De l’autre coté du ciel… J’avais cette image sur mon téléphone, une capture d’écran d’un visage que j’avais repéré en me perdant en explorant des cartes il y a quatre ans. Aucune information, aucune photo, mais une visualisation virtuelle qui m’a semblé magique, avec des plis dans tous les sens et un parcours serpentant à travers ces plis comme pour entrer complètement dans la montagne.
Le 16 janvier, en rentrant chez moi, j’ai pensé aller voir. Comme il était impossible de voir le visage, il était également impossible d’obtenir des informations sur les conditions. Alors je me suis dit : je vais aller me promener en montagne ; ce sera déjà génial.
A 9 heures je gare ma voiture dans le petit hameau de Réallon ; il n’y a pas un grain de neige au sol et les agriculteurs locaux me regardent bizarrement tandis que je charge mon sac à dos de skis, de corde, de piolets, etc. Une heure plus tard, toujours pas de neige… J’entre dans la gorge en pensant cela fera une bonne formation. Puis, petit à petit, je distingue le début de la ligne que j’avais en tête. Il n’y a pas grand chose, mais il y en a, et de toute façon, c’est déjà époustouflant et sauvage, absolument sauvage.
Après avoir lutté contre les ronces et traversé le ruisseau à plusieurs reprises, je me retrouve à la base de la face. Puis quelque chose de fou : un mur, un petit couloir qui entre dedans avec une cascade de glace à sa base. Les conditions sont sèches, donc je n’ai aucune appréhension concernant les avalanches ; cependant, le vent en altitude envoie continuellement des embruns le long de la ligne.
Comme je sais que je ne cours aucun risque, je décide d’aller voir. Je remonte la cascade de glace sur une trentaine de mètres et m’engage dans le premier couloir, large et pas trop raide. Je grimpe jusqu’à la bifurcation à gauche, et là, je suis accueilli par une douche froide dans tous les sens du terme : le vent m’envoie des tonnes de neige poudreuse. Cela remonte dans mes manches. Le point central de la ligne que j’envisage est un mur mixte complexe d’une trentaine de mètres de haut, constamment balayé par d’impressionnantes embruns.
Je grimpe une branche à droite pour m’abriter et envisager de descendre : la ligne n’est pas en état, et le vent est vraiment violent ; J’ai du mal à me tenir droit et je n’arrive même pas à retirer mon sac à dos. Que dois-je faire? Je regarde l’image d’il y a quatre ans et je remarque quelque chose à ma droite ; peut-être qu’il y a assez de neige là-bas ? A part être un peu secoué par le vent, je ne prends aucun risque et j’ai le temps. Je décide donc de me laisser guider par la montagne.
Je descends un peu, contourne un petit éperon et réalise que ça va marcher. De l’autre côté du ciel… une belle piste pas trop raide et skiable continue. Sur l’image, j’imagine traverser et atteindre un autre couloir à droite. Je traverse… mais l’accès au couloir est impossible.

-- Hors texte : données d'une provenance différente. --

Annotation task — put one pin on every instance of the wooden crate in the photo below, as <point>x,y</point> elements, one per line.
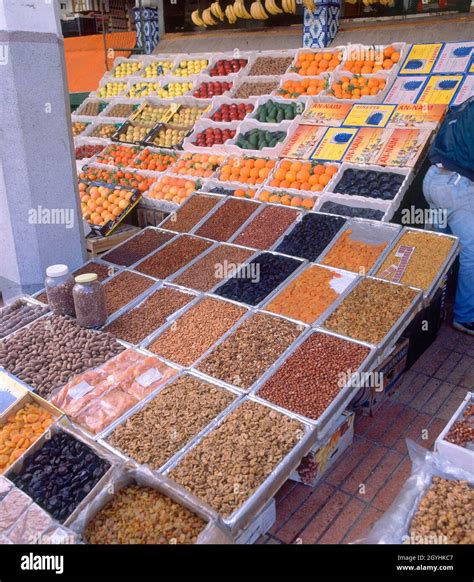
<point>97,245</point>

Une langue de neige monte plus haut, semble disparaître et venir heurter une falaise. Je décide de voir de quoi il s’agit. Je gravis l’éclat de neige, qui disparaît effectivement au niveau d’un petit écart ; Je me laisse guider une nouvelle fois.
Arrivé au sommet, je jette un coup d’œil et le voilà : le couloir qui semblait impossible à atteindre se trouve désormais à une dizaine de mètres en dessous de moi ; l’accès paraît facile, une descente rapide sur du rocher assez solide avec de nombreuses prises. C’est ainsi que j’arrive à ce magnifique couloir qui débouche dans un ravin sur la droite, complètement dans les replis de la montagne. C’est majestueux.

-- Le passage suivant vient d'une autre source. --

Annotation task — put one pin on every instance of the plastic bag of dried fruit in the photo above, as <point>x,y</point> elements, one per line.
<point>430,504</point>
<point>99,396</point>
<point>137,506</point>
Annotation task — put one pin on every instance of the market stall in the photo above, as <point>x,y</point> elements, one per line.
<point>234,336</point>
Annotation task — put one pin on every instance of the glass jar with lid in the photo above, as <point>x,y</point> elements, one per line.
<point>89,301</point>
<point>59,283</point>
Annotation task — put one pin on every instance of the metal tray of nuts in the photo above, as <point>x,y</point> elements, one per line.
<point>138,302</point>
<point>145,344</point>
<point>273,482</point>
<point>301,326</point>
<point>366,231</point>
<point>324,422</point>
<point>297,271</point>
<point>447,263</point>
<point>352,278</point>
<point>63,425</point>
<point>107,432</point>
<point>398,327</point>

Au sommet, encore une fois, la voie vers le haut n’est pas évidente. Tout semble bloqué par des falaises abruptes, et je ne vois partout que des rochers. Je sors à nouveau ma précieuse image et constate qu’il y a peut-être une rampe qui se dirige vers ma gauche, afin d’atteindre un dernier couloir qui me mènerait au sommet. Je me dirige vers la gauche et trouve la rampe ; c’est étroit mais ça marche ! En haut de la rampe, une traversée à plein régime vers la droite me conduit dans le large couloir qui m’emmène presque jusqu’au sommet. Une dernière traversée très exposée mais pas trop raide, à gauche puis à droite, m’amène enfin sur la pente sommitale, assez sèche.
Quant à la descente ? Le vent s’est calmé maintenant, et il ne me reste plus qu’à suivre mes traces…
by Paul Bonhomme
De l’autre coté du cielDe l’autre côté du ciel, face nord de la Tête d’Eslucis, 2764m, Réallon, Écrins, France. Dénivelé proposé : 5,3 / 650m / entre 45 et 50°, sections 5.